Ruby hanya menggelengkan kepala.
"Ruby, apa yang kau sembunyikan di balik punggungmu?" Perempuan paruh baya itu bertanya sebab sempat melihat pergerakan tangan Ruby yang seakan menutupi sesuatu darinya.
Lagi, Ruby menggelengkan kepala seraya berucap, "Tidak ada apa-apa, Ibu."
Ibu panti bernama Rahayu itu tak lantas percaya begitu saja akan ucapan Ruby. Ia pun mendekat kemudian memegang kedua bahu gadis yang sudah ia anggap seperti anak sendiri.
"Ruby," panggil Rahayu pada Ruby. "Tatap mata ibu," pinta Rahayu yang spontan dipatuhi oleh gadis tersebut, hingga pandangan keduanya saling berpaut.
"Sejak kapan Rubyku berani berbohong?" Rahayu menatap sepasang mata bening Ruby dengan mata berkaca. Kini Ruby kian merasa bersalah. Gadis itu lekas mendekap tubuh Rahayu dan menagis di bahunya. Tubuh Ruby bergetar seiring tangisnya yang kian mengeras. Rahayu pun tergugu. Seolah bisa merasakan penderitaan yang kini tengah dirasakan putri asuhnya.
Selepas tangis Ruby mereda, Rahayu lekas merebut sebuah benda dalam gengaman tangan sang gadis.
"Ruby, apa maksud semua ini.

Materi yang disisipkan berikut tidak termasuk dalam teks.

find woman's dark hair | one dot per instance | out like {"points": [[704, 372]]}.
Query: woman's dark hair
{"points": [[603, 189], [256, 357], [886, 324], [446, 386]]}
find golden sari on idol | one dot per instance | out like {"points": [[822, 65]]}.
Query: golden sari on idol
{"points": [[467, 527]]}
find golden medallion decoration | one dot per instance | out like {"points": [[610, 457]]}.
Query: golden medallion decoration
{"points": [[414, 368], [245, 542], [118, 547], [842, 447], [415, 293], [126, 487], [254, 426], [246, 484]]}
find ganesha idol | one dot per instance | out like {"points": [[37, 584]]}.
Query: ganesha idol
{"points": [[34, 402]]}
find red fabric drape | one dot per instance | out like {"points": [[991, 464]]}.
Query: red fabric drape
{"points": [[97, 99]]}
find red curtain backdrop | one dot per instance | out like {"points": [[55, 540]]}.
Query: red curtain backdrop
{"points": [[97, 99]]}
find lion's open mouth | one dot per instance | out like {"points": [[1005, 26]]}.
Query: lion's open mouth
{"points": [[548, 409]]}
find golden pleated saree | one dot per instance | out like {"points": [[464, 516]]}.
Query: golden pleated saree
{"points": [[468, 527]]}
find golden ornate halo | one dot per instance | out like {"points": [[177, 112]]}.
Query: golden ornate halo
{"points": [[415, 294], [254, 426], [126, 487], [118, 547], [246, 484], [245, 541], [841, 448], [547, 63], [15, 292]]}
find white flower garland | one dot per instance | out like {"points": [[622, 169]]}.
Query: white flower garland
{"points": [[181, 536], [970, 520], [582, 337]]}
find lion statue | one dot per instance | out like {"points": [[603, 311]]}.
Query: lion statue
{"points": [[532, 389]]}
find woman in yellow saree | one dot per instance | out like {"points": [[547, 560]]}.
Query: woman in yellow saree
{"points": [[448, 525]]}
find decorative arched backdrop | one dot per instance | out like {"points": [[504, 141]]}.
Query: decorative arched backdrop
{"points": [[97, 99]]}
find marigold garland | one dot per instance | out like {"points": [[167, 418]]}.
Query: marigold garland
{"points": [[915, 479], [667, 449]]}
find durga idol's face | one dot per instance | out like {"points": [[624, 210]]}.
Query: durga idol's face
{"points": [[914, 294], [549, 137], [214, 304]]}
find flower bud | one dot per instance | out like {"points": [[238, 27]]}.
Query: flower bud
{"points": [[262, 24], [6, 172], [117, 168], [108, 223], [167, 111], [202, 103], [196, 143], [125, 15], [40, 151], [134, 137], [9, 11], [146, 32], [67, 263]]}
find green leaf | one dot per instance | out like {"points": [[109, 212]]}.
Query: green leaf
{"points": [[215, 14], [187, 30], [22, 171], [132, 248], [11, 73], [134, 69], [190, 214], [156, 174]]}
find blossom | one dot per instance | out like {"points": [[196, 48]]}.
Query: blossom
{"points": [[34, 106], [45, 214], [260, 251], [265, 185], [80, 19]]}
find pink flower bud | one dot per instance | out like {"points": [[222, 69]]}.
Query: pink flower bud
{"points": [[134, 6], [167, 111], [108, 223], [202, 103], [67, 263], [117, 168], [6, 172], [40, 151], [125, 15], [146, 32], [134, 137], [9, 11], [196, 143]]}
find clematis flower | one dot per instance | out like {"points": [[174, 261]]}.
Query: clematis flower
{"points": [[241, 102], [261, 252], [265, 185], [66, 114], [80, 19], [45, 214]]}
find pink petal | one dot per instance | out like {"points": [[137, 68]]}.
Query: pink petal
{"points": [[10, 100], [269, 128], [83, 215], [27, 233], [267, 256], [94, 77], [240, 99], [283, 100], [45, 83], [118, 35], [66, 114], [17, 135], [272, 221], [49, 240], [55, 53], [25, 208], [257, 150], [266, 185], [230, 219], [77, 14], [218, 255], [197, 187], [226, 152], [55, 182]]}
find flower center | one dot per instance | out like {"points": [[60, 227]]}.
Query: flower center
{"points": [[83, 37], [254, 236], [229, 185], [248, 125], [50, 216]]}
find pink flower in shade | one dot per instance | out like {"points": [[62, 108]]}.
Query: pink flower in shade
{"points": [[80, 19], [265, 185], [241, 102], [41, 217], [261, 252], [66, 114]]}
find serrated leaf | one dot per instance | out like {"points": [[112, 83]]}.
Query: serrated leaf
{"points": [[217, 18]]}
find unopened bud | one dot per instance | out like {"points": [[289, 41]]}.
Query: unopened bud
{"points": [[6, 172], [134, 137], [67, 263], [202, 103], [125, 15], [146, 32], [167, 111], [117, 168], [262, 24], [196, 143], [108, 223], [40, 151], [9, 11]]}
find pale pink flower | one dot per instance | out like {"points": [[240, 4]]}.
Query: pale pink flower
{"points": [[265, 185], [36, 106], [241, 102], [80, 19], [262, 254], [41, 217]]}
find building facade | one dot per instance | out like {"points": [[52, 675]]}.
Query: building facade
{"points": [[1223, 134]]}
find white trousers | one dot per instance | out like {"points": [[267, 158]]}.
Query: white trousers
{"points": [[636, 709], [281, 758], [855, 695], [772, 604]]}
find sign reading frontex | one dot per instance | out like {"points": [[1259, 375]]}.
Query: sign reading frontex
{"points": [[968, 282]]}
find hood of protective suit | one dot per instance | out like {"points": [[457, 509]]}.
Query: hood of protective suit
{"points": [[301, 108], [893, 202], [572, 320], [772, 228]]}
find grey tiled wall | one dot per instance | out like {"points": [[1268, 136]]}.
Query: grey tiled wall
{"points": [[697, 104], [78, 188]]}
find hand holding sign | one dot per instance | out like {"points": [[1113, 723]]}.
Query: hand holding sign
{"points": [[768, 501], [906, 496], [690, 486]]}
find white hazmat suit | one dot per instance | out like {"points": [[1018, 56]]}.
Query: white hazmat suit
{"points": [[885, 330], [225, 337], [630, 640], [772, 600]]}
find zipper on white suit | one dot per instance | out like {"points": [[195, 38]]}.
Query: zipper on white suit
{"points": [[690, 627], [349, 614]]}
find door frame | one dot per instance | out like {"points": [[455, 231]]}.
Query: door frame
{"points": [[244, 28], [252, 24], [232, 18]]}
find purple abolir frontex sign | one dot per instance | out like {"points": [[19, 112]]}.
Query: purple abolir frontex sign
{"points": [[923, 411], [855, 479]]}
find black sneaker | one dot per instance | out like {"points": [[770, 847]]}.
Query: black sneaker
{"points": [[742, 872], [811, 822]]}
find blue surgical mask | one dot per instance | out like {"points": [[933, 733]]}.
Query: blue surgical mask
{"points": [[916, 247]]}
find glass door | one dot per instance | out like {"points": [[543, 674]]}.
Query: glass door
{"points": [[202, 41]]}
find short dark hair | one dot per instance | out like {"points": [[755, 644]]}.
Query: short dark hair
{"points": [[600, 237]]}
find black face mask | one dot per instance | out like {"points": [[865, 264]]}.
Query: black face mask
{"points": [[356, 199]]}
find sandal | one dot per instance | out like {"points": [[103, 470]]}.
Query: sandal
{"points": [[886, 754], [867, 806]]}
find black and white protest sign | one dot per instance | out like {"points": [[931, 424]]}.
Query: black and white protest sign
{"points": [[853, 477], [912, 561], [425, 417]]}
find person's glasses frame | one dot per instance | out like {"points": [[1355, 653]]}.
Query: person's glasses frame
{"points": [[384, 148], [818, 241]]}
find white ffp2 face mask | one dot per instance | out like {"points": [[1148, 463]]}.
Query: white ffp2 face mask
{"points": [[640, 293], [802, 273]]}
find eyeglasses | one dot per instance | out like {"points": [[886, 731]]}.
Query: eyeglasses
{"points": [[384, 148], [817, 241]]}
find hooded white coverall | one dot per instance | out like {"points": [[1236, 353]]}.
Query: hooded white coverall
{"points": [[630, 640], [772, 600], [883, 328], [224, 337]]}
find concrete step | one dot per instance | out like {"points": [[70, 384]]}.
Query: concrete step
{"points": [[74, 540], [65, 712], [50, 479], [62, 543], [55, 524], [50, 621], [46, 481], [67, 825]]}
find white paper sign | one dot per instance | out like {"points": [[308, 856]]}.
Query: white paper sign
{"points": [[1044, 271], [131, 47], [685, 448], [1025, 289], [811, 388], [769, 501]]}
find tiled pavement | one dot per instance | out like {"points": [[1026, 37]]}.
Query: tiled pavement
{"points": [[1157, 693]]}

Kau.. mengandung?" Sebagai seorang wanita, Rahayu pasti bisa mengenali benda pipih yang biasa digunakan tenaga medis untuk mengetahui ada tidaknya janin di dalam tubuh. Tapi yang jadi masalah, kenapa dalam kondisi seperti ini janin itu harus datang.
Ruby pun mengangguk lemah.
Rahayu sudah hendak membalik badan, keluar dari kamar mandi namun Ruby coba mencegah.
"Ibu, Ibu mau ke mana?"
"Ibu akan menghubungi Nak Sean. Mengatakan jika kau sedang mengandung dan memintanya untuk menghentikan proses perceraian."
"Tidak Ibu!"
"Kenapa?" Rahayu terkejut. Bukankah Sean adalah ayah biologis dari janin yang tengah dikandung Ruby, lalu kenapa gadis itu mencegah.
"Aku tau sebesar apa keluarga Mas Sean tidak menginginkan keberadaanku. Aku sadar, diri, ibu. Aku memang tak pantas untuk Mas Sean cintai." Terasa perih, namun begitulah kenyataan. Sebuah fitnah yang diskenario sang ibu mertua, rupanya semakin menyingkao fakta jika selama ini Ibu beserta adik Sean hanya berpura menerimanya.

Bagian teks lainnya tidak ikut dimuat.